Off-Ice Core Strength Training – Part 1 (Matthew Blair Davis)

Figure skating strength and conditioning expert Matthew Blair Davis beings a discussion about core training for figure skaters. Matthew explains that he wants to train figure skaters to have a stronger core when their body is vertical, because that’s how skaters need to be stronger.  He says, “I’m a huge believer that when you train core on a figure skater you want to be on your feet, because the only time a figure skater on the ice is not on their feet… you’re making mistakes.” He also explains that figure skaters need stability and the ability to stop rotation. He says, “Figure skaters are great at creating rotation, but sometimes they’re not so good at stopping rotation.”

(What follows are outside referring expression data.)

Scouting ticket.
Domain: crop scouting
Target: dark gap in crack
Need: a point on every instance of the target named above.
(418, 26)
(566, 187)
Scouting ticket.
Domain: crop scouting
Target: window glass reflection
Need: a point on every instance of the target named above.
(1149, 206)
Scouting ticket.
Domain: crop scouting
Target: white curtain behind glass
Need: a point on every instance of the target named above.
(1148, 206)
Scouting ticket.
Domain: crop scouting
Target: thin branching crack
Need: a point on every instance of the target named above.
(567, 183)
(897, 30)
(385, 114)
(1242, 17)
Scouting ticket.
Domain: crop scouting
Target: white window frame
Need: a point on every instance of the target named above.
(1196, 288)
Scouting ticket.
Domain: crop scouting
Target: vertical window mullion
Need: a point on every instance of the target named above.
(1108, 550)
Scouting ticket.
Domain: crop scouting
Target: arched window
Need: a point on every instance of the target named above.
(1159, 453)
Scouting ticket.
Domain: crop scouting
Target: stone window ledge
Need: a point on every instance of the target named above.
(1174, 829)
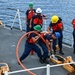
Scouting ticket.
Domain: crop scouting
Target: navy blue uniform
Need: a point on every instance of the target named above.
(30, 45)
(57, 29)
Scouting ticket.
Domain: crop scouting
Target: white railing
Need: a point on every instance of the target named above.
(47, 68)
(17, 14)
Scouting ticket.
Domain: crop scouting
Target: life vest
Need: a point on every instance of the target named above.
(57, 27)
(73, 23)
(30, 40)
(30, 14)
(42, 34)
(38, 20)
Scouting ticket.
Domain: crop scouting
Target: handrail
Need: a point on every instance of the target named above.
(47, 67)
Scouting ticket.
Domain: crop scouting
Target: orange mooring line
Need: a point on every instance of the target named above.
(17, 48)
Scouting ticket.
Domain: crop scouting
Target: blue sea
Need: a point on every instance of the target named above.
(63, 8)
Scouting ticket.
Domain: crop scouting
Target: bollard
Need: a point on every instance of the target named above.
(48, 69)
(6, 73)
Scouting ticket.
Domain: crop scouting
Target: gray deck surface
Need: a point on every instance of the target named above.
(8, 41)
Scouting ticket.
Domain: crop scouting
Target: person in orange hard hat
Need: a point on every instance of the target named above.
(56, 25)
(1, 23)
(30, 44)
(73, 23)
(29, 14)
(37, 19)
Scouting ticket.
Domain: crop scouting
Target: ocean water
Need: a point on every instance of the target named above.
(63, 8)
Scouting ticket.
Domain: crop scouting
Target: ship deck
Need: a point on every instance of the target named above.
(8, 41)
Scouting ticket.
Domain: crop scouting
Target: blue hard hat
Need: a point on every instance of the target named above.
(57, 34)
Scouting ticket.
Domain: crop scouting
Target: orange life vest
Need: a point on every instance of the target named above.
(30, 14)
(57, 26)
(73, 23)
(37, 21)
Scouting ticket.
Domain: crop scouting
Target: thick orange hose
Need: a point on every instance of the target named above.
(17, 48)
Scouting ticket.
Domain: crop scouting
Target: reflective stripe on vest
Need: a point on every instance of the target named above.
(37, 21)
(57, 27)
(30, 14)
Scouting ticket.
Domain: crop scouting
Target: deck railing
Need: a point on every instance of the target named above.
(48, 66)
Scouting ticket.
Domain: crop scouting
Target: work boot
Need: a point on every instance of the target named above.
(20, 61)
(41, 60)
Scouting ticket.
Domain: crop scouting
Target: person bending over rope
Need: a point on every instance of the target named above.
(1, 23)
(56, 25)
(31, 45)
(49, 37)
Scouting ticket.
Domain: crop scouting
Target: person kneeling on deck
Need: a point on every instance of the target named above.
(57, 26)
(49, 37)
(31, 44)
(45, 46)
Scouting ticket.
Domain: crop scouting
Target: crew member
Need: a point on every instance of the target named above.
(31, 44)
(57, 26)
(37, 19)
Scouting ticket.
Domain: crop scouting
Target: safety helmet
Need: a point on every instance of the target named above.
(38, 10)
(31, 4)
(57, 34)
(38, 28)
(54, 19)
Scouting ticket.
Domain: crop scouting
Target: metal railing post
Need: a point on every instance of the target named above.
(19, 19)
(48, 69)
(6, 73)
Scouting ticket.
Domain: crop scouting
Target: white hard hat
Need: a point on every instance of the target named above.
(38, 10)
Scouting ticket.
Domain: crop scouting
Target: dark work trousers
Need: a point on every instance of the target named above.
(74, 40)
(28, 48)
(44, 48)
(59, 42)
(27, 28)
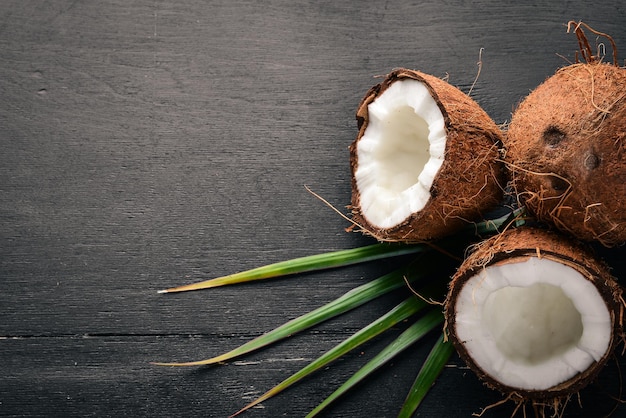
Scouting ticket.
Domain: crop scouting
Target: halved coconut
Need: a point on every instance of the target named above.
(566, 146)
(425, 160)
(534, 315)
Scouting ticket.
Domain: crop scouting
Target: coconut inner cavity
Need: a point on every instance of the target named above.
(400, 153)
(532, 324)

The exercise in this video uses a TRX Rip Trainer. [A rip trainer is available online for about $150. But a poor man’s rip trainer can be built using a baseball bat or a broom and a stretch resistance band.  A “red” stretch resistance band can be purchased for about $11. Note that home-made rip trainers are not as safe as the real thing! Some strength trainers use only resistance bands to perform similar exercises.]

For the exercise, Matthew has the skater get into a split stance with the back heel up. The leg on the side with the rip trainer elastic is the one that is back. The skater brings the stick to the side of the body and there is still tension on the cord throughout. The opposite arm starts fully extended and the other arm is bent. The skater then presses the arms out in front while maintaining core stability. The skater should breathe in while taking the rip trainer back, and out when driving it forward. The movement back is slow and controlled and the movement forward is more aggressive.

Matthew explains that the biggest mistake he sees when skaters perform this exercise is “too much turning of the hips.” The hips should remain square and stationary throughout.  He says, “Nothing happens from the middle of the body down.” This works the muscles in the abdomen and the glutes to make sure there is no extra rotation.

As an important reminder, Matthew notes that a skater should train both sides of the body equally. He doesn’t count repetitions for this exercise, but instead focuses on time. He has the skater repeat the movements for 45 seconds on one side, then 45 seconds on the other.